Although none of those people was able to submit a stool sample, the department report states that one suffered "a probable case of Clostridium perfringens infection," judging from the length of incubation time and the characteristics of the symptoms.

After identifying the other possible illness, the department put the restaurant on probation, testing samples of El Azteca beef weekly until two consecutive weeks passed without notable amounts of the bacteria. Because the next two tests proved relatively bacteria free, the department ceased testing after two weeks and concluded its investigation.

In order to suspend or revoke a restaurant's permit following a food-borne illness outbreak, the health director must determine that the outbreak is a "substantial or imminent health hazard to the public," according to department rules. Fulton Health Director Adewale Troutman did not reach that finding.

Although inspectors haven't checked the restaurant for Clostridium perfringens since April, three routine health inspections in late April and in May state that the restaurant did not reheat beef to at least 165 degrees — the minimum temperature Doyle says will kill Clostridium perfringens. But in July, the restaurant passed that portion of its inspection.

When she went back to work at Emory University's Goizueta Business School, Bonds' wife Kratzer kept hearing people murmur about her husband's strange death, according to her attorney. So she sent an e-mail to some Emory faculty members and students concerning El Azteca: "My husband died recently from ingesting contaminated food there. It is my understanding that during their investigation, the Health Department found the deadly bacteria in the food on the premises but let them stay open. ... Please pass this message on, and please, for your safety: Don't eat there."

News of Bonds' death spread via e-mail, gaining the notoriety of an urban legend. "Not sure if this is legit," writes one of several people in the forwarding e-mail chain, "but it has been making serious rounds."

Bonds himself was known to have a healthy interest in macabre myths. His IllimuNet Press publishing company released such works as Jim Keith's "Black Helicopters Over America" and spawned plots for "The X-Files" and the film "Conspiracy Theory."

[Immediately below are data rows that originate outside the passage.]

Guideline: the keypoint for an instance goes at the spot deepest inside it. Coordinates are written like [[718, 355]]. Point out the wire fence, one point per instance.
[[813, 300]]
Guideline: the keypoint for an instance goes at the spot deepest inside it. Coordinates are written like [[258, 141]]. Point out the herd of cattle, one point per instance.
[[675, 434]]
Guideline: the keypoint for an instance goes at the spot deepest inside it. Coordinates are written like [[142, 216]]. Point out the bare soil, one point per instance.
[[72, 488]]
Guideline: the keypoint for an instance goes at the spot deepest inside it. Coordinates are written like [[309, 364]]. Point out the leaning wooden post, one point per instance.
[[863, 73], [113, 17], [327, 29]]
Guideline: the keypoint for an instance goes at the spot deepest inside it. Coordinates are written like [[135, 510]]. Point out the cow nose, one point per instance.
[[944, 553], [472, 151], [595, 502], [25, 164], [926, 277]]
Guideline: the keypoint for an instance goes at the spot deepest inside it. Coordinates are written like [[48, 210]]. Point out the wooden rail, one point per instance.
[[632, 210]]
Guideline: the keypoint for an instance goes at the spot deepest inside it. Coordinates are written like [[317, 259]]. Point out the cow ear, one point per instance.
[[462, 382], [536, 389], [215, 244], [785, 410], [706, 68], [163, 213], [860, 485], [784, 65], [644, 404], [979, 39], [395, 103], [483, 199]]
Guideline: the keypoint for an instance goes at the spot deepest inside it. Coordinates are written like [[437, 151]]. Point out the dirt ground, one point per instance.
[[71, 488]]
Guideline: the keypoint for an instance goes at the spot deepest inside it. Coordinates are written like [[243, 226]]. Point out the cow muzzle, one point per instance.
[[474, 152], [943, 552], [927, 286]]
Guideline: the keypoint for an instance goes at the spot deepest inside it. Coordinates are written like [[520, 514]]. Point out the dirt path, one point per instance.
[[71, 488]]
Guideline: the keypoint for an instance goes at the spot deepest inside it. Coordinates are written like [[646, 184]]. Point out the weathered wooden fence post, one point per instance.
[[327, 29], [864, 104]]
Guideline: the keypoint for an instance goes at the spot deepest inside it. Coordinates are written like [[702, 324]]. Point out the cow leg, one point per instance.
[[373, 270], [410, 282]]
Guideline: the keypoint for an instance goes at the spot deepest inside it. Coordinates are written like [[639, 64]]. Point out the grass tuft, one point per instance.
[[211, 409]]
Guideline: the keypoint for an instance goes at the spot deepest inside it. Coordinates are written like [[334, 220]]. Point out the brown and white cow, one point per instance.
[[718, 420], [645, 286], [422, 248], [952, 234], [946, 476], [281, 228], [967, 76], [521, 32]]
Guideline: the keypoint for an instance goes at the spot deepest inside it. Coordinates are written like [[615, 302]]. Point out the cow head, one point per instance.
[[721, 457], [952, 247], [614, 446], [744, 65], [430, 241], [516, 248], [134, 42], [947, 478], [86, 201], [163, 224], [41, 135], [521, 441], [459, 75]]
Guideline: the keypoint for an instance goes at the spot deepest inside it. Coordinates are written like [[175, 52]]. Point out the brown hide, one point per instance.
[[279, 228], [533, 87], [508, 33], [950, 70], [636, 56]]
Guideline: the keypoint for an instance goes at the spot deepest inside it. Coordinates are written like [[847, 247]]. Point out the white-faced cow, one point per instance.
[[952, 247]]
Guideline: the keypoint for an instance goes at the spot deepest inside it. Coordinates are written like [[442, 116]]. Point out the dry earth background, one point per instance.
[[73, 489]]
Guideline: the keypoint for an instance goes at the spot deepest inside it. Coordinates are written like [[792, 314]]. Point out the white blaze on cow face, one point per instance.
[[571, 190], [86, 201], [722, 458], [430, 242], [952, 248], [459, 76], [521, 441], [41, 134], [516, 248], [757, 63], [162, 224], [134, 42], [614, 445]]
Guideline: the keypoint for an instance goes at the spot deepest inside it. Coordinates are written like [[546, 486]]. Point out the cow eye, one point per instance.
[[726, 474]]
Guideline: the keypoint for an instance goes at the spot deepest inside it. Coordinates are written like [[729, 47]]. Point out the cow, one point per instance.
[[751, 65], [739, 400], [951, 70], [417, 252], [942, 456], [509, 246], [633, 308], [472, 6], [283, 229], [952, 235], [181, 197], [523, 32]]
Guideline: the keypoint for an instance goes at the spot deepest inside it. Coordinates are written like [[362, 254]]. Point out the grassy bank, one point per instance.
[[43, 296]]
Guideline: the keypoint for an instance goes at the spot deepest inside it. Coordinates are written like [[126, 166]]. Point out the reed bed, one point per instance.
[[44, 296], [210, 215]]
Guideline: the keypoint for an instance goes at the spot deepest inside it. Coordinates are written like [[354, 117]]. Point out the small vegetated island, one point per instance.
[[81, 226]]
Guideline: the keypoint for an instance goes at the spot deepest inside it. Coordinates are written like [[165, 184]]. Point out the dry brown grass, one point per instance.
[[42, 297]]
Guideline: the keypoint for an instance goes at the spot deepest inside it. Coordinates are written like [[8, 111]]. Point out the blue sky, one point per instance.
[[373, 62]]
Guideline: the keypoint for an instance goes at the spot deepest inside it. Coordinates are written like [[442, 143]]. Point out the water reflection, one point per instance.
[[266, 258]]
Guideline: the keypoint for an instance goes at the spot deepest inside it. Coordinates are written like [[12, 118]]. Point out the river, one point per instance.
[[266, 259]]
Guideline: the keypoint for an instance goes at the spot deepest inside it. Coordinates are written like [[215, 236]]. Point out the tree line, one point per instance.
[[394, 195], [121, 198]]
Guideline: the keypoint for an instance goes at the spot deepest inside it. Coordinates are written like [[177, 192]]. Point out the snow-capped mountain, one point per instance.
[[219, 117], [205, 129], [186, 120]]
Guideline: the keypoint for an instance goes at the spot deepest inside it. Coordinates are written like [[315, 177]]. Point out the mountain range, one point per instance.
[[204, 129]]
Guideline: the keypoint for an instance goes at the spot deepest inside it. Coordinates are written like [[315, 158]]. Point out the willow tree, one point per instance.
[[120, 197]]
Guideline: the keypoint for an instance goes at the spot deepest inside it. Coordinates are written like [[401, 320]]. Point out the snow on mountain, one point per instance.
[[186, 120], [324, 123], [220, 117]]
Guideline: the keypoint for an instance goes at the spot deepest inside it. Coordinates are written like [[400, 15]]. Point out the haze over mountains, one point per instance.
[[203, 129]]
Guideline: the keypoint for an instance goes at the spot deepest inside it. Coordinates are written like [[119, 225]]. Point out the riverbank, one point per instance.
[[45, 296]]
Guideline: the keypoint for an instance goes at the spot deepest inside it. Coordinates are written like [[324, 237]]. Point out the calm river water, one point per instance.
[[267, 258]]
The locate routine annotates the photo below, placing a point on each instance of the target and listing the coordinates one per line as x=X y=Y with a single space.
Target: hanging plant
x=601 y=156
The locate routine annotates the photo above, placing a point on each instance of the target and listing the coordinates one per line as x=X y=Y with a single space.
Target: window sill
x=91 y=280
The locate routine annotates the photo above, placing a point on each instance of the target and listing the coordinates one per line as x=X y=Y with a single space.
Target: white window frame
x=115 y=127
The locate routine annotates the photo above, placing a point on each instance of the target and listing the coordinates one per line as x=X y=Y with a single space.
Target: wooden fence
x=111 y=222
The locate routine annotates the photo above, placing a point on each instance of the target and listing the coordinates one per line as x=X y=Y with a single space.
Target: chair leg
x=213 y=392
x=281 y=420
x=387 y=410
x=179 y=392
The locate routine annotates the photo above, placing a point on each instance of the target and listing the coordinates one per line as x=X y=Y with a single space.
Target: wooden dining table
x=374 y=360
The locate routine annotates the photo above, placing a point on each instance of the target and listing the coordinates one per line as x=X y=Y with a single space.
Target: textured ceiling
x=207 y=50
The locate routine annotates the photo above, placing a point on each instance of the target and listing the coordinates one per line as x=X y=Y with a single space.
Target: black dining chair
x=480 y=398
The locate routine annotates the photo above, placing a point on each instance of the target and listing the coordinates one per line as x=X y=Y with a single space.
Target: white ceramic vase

Harper filed a wrongful death suit on behalf of Kratzer July 30 against El Azteca and its parent company, Aztec Travel, alleging the restaurant negligently sold unsafe food. The health department investigation and allegations in the lawsuit refer only to the El Azteca at 939 Ponce de Leon Ave., and not to eight other El Azteca restaurants in metro Atlanta.

Restaurant representative Gerald Benda says a lawsuit tells only one side of a story.

"There's probably a lot more to that [situation]," says Benda, an attorney who had not yet been served with the lawsuit when CL spoke to him. Because he may or may not be representing El Azteca in the wrongful death case, Benda declined further comment except to say food poisoning is widespread in Atlanta restaurants.

Harper admits that the type of poisoning named in his lawsuit against El Azteca likely exists elsewhere in Atlanta.

"Food poisoning can come from any restaurant," Harper says. "They just happened to be unfortunate. But not as unfortunate as Ron."??